In 2019, the PIV Market has perhaps entered a “market correction” as analysts like to say about the stock market. The PIV Market saw a downturn in PIV cases and ANDAs filed, dropping 13% from the prior year. Here are the highlights:
Fewer Cases in 2019
Here’s the graph over the past decade of PIV cases —
This is not necessarily a bad thing. In years prior, there were many NCE-1 products with dozens of ANDA filers. These hyper-competitive products were not present in 2019, and the market seems to have gotten past them. Fewer cases, coupled with the steady stream of new market entrants, suggest that generic companies are starting to be more selective in their portfolio selection. The market appears to be correcting itself.
Fewer IPRs in 2019
Along with portfolio selection, the PIV Market has corrected in terms of IPR filings. I covered the downturn in IPR petitions in a prior blog post. After hitting a high of 130 petitions in 2015, ANDA filers submitted only 34 in 2019, a 73% drop. ANDA filers have evidently realized that IPR petitions should be used sparingly.

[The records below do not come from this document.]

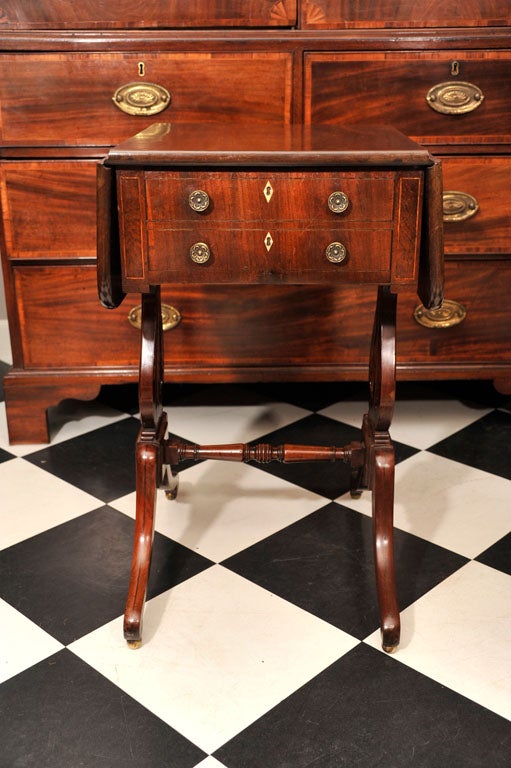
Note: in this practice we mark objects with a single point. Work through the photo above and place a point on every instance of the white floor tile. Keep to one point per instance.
(230, 423)
(34, 500)
(224, 507)
(210, 762)
(23, 643)
(448, 503)
(458, 634)
(5, 343)
(69, 419)
(219, 652)
(417, 423)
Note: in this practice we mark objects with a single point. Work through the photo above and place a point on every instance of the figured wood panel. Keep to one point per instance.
(484, 290)
(49, 208)
(269, 196)
(288, 328)
(392, 88)
(293, 255)
(59, 14)
(67, 99)
(488, 181)
(332, 14)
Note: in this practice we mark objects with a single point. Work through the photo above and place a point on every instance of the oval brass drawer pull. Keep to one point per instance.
(170, 317)
(141, 98)
(200, 253)
(449, 314)
(459, 206)
(198, 200)
(454, 97)
(336, 253)
(338, 202)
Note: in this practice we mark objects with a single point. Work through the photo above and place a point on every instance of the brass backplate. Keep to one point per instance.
(141, 98)
(449, 314)
(454, 97)
(170, 317)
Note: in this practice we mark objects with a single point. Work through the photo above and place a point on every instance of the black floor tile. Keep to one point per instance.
(485, 444)
(75, 718)
(324, 564)
(101, 462)
(499, 555)
(73, 578)
(369, 711)
(329, 479)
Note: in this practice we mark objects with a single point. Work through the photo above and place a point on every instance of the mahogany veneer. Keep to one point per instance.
(267, 62)
(197, 181)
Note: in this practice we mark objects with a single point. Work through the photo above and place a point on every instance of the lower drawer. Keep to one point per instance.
(254, 332)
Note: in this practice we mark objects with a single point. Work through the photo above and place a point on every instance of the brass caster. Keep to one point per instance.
(390, 648)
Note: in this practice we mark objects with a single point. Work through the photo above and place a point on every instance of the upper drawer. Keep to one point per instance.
(59, 14)
(79, 98)
(49, 209)
(434, 97)
(332, 14)
(215, 198)
(477, 212)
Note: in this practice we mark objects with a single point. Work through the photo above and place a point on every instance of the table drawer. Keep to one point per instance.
(57, 14)
(276, 227)
(332, 14)
(477, 208)
(269, 196)
(70, 99)
(435, 97)
(49, 208)
(267, 255)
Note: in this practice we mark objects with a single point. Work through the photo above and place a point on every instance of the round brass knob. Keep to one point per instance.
(338, 202)
(198, 200)
(200, 253)
(336, 252)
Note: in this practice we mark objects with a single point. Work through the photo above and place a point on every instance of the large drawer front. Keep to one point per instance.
(74, 98)
(332, 14)
(58, 14)
(471, 90)
(49, 208)
(477, 208)
(256, 327)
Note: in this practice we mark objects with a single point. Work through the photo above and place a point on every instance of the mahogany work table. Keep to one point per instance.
(222, 204)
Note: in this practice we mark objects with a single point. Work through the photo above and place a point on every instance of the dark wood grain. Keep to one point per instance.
(58, 14)
(330, 14)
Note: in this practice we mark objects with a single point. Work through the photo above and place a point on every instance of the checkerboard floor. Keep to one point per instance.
(261, 642)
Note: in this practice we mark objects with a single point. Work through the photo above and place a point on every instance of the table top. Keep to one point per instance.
(229, 144)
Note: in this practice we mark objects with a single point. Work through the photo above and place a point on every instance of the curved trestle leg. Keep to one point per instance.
(379, 462)
(151, 471)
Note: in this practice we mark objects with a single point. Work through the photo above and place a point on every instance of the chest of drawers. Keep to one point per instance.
(75, 81)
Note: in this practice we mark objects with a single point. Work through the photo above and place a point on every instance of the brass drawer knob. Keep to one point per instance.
(198, 200)
(336, 253)
(170, 317)
(449, 314)
(338, 202)
(141, 98)
(459, 206)
(200, 253)
(454, 97)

Fewer PIV cases and IPRs suggest that companies are becoming more selective. When companies are more selective in their approach, markets tend to bounce back into better health. There are a few more highlights to mention:
IPR Judges are Unconstitutional
The Court of Appeals for the Federal Circuit in Arthrex Inc. v. Smith & Nephew (#2018-2140) issued an unexpected ruling in late October. For the past 8 years, the Director of the USPTO hired the dozens of judges that comprise the Patent Trial & Appeal Board panels. The Court of Appeals decided that the Appointments Clause of the U.S. Constitution required the President to appoint the judges. As such, the judges are not constitutional, in a sense. While this may sound alarming (“are the PTAB rulings issued over the years valid?”), Arthrex Inc. may prove to be more like a sound of a cat walking across a carpet. The Court appeared to remedy this problem in the Opinion itself, and it may affect a handful of IPR proceedings. But you never know how this plays out as it’s uncharted waters. Arthrex v. Smith & Nephew
The Trade Commission Attacks Settlements (Again)
If you were like me and thought that the U.S. Supreme Court had the last word on settlements in PIV cases in 2013, you would be wrong. As documented and discussed in ParagraphFour.com over the years, the FTC has attacked settlements in PIV cases using novel legal theories that courts consistently rejected. But the FTC hasn’t given up. In March 2019, the FTC’s administrative judge concluded the IMPAX Lab settlement of Opana ER®(oxymorphone) violated antitrust law because it restricted Endo’s ability to launch an authorized generic. IMPAX has appealed. I will likely cover this topic in more detail in a later PIV Blog post.
States Accuse Generics of Price-Fixing
While certainly an unpleasant topic to cover, I would be re-miss to ignore it. In May, a dozen states filed a civil (not criminal) antitrust case in Connecticut District Court (#3:2019cv00710) against about a dozen generic companies and several of their employees. In short, the 524 page Complaint asks for damages as it alleges these companies and individuals conspired to fix market share and prices of certain generic products. A Complaint, by its nature, is one-sided, alleging facts that establish its claims against the named defendants. There may be several counter-balancing facts that the defendants may present as well as viable legal defenses to the allegations. It goes without saying that such alleged behavior smears the industry. Hopefully, regardless of resolution, it is a lesson learned.